Yes, as some have pointed out (myself included) in posts above, they were conflating two meteors. But I’m curious about this 25 July 2019 meteor. If you’re correct about this, you should go to work earning a living making predictions!
(2019 –> 2018)
I made a prediction once. Bluffing in poker, I said I had a full house. (Yes, you can say things like that. The other players may or may not believe you. We were young and foolish.) I then asked for two cards, which were duly given to me. There were quiet snickers, and people courageously bet against me. But when it came time to show the hand, behold, I laid down a full house and took the pot.
Now about that meteor — what’s the ante?
CNN confused the months….
2018-12-18 174Kt
2019- 2- 18 4.2Kt
see https://cneos.jpl.nasa.gov/fireballs/
A mistake any semi-numerate, geographically challenged, undisciplined reporter could make…
The 4.2Kt job was over western Zambia not the Bering Sea.
Meanwhile, the 10x fireball was barely noticeable over the cyclone that is capable of releasing the energy of 10,000 Hiroshima bombs.
But I digress….
Meanwhile, the 10x fireball was barely noticeable over the cyclone that is capable of releasing the energy of 10,000 Hiroshima bombs.
https://earthobservatory.nasa.gov/features/Hurricanes
But I digress….
By the way “impact energy” seems an odd term for a meteorite that explodes high in the atmosphere and never impacts.
Journalism is a field you take when you have no skills to be a real scientist so you are left to report what scientists say and, really don’t understand what they are saying.
Actually the impact yield may well have been only 4.2kt… you have to remember that impact is NOT explosion force. So an object that produces a 140kt expansion/explosion force could easily only have a 4.2kt impact force if it were to strike the ground. Remember that a “1mt” fusion weapon detonated in space only produces about 60kt of “force” in a vacuum. The common parlance is “kt/mt *in atmosphere*” and even the Hiroshima weapon produced a significantly different final explosive force when dropped from a plane vs exploded on a tower.

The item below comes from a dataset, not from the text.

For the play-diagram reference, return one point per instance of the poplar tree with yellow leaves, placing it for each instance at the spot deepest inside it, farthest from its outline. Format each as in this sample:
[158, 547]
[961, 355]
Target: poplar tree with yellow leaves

4.2kt a pretty significant amount of impact force tbh but not super dangerous. Basically if the object had struck ground it would have struck with the force of 8.4 million pounds of TNT. If it struck a ginormous water tower and instantly vaporized the contents it would produce the ~140kt rating but as it is the poor thing mostly just burned up in atmo.
The ~140kt explosive force is from the superheating and in my experience is always overestimated because it is based off luminosity in the image – an unreliable measurement.
‘Hiroshima bombs’ is a standard unit of measure.